Astreintes : attention aux conditions d’exécution de la période d’astreinte

Aux termes du code du travail, en droit français il convient de distinguer « période d’astreinte » et « intervention en astreinte » (art L. 3121-9).

La période d’astreinte n’est pas considérée comme du temps de travail effectif et ne donne lieu qu’à indemnisation.  Seule l’intervention proprement dite est considérée comme telle et comptabilisée dans le décompte de la durée du travail.

Cette règle était appliquée avec constance par les juridictions du fond, parfois en s’appuyant sur les stipulations des accords collectifs applicables.

Or, une telle distinction n’est pas conforme à la Directive 2003/88. En effet, la CJUE a exposé aux termes d’un arrêt du 9 mars 2021 (Aff C-344/19)  sur question préjudicielle que « Les différentes prescriptions qu’énonce la directive 2003/88 en matière de durée maximale de travail et de temps minimal de repos constituent des règles du droit social de l’Union revêtant une importance particulière dont doit bénéficier chaque travailleur ».

Elles « ne sauraient faire l’objet d’une interprétation restrictive au détriment des droits que le travailleur tire de celle-ci (voir, en ce sens, arrêt du 14 mai 2019, CCOO, C‑55/18, EU:C:2019:402, points 30 à 32 et jurisprudence citée).

Et elles « constituent des notions de droit de l’Union qu’il convient de définir selon des caractéristiques objectives, en se référant au système et à la finalité de la directive 2003/88. En effet, seule une telle interprétation autonome est de nature à assurer à cette directive sa pleine efficacité ».

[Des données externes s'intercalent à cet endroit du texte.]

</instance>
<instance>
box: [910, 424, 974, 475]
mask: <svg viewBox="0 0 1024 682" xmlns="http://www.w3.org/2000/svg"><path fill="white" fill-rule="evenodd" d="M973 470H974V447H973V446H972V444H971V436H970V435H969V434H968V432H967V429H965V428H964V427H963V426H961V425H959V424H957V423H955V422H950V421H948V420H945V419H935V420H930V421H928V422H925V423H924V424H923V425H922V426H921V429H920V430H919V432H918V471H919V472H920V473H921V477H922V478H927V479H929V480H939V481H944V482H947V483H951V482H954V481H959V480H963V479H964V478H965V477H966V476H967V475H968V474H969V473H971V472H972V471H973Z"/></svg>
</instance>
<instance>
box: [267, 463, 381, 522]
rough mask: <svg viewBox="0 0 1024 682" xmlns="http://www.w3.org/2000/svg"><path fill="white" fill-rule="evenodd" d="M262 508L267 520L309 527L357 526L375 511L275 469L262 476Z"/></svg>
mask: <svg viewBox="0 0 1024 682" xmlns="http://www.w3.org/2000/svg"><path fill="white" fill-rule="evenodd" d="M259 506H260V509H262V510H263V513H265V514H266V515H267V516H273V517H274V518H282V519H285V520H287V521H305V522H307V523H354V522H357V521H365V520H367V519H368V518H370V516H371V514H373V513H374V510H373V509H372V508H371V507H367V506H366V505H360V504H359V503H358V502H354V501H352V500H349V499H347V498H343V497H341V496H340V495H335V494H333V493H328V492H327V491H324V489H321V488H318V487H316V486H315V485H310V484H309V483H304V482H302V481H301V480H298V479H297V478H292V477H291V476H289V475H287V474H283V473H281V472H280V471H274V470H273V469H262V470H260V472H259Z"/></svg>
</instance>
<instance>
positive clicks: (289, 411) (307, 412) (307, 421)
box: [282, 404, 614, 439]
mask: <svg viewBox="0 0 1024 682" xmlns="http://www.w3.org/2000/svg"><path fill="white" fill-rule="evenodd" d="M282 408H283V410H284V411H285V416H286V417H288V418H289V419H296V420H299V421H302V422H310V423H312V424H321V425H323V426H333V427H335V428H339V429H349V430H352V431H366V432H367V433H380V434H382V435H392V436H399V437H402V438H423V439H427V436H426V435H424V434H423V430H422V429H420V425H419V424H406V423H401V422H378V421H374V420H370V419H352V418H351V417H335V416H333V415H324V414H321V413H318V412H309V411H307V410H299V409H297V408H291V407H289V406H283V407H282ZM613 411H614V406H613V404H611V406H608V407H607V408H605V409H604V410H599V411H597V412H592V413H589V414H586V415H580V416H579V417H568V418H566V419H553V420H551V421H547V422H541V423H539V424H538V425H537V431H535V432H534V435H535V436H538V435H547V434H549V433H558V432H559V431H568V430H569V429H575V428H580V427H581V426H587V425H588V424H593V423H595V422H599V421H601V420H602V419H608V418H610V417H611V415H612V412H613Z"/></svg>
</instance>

Selon la CJUE « une période de garde sous régime d’astreinte, bien qu’elle n’impose pas au travailleur de demeurer sur son lieu de travail, doit également être qualifiée, dans son intégralité, de « temps de travail », au sens de la directive 2003/88, lorsque, en considération de l’impact objectif et très significatif des contraintes imposées au travailleur sur les possibilités, pour ce dernier, de se consacrer à ses intérêts personnels et sociaux, elle se distingue d’une période au cours de laquelle le travailleur doit uniquement être à la disposition de son employeur afin que ce dernier puisse le joindre ».

En synthèse :

      • si le salarié peut planifier ses occupations personnelles et sociales, car il dispose d’un certain délai pour intervenir, alors la période d’astreinte n’est pas « temps de travail » au sens de la directive précitée ;
      • si le délai imposé au salarié pour se remettre au travail est court et qu’en outre, il est amené à effectuer plusieurs interventions successives, alors cette période est du « temps de travail ».

Tirant les conséquences de cette décision, la Cour de cassation a rendu un arrêt le 26 octobre 2022 dans lequel  elle s’y réfère expressément pour casser l’arrêt d’appel ayant débouté un salarié de sa demande de rappel de salaire au titre des périodes d’astreintes, en se référant notamment à la convention collective des dépanneurs.

Elle a reproché aux premiers juges de n’avoir pas vérifié « si le salarié avait été soumis, au cours de ses périodes d’astreinte, à des contraintes d’une intensité telle qu’elles avaient affecté, objectivement et très significativement, sa faculté de gérer librement, au cours de ces périodes, le temps pendant lequel ses services professionnels n’étaient pas sollicités et de vaquer à des occupations personnelles ».

Si la réponse à cette question est positive, la période d’astreinte hors intervention devra impérativement être décomptée comme temps de travail et rémunérée comme telle.

Tout dépendra des circonstances de fait et du degré de sujétion imposé aux salariés : l’éloignement du domicile, la possibilité d’organiser des activités de loisir, le délai pour intervenir et le nombre, ainsi que la fréquence des interventions.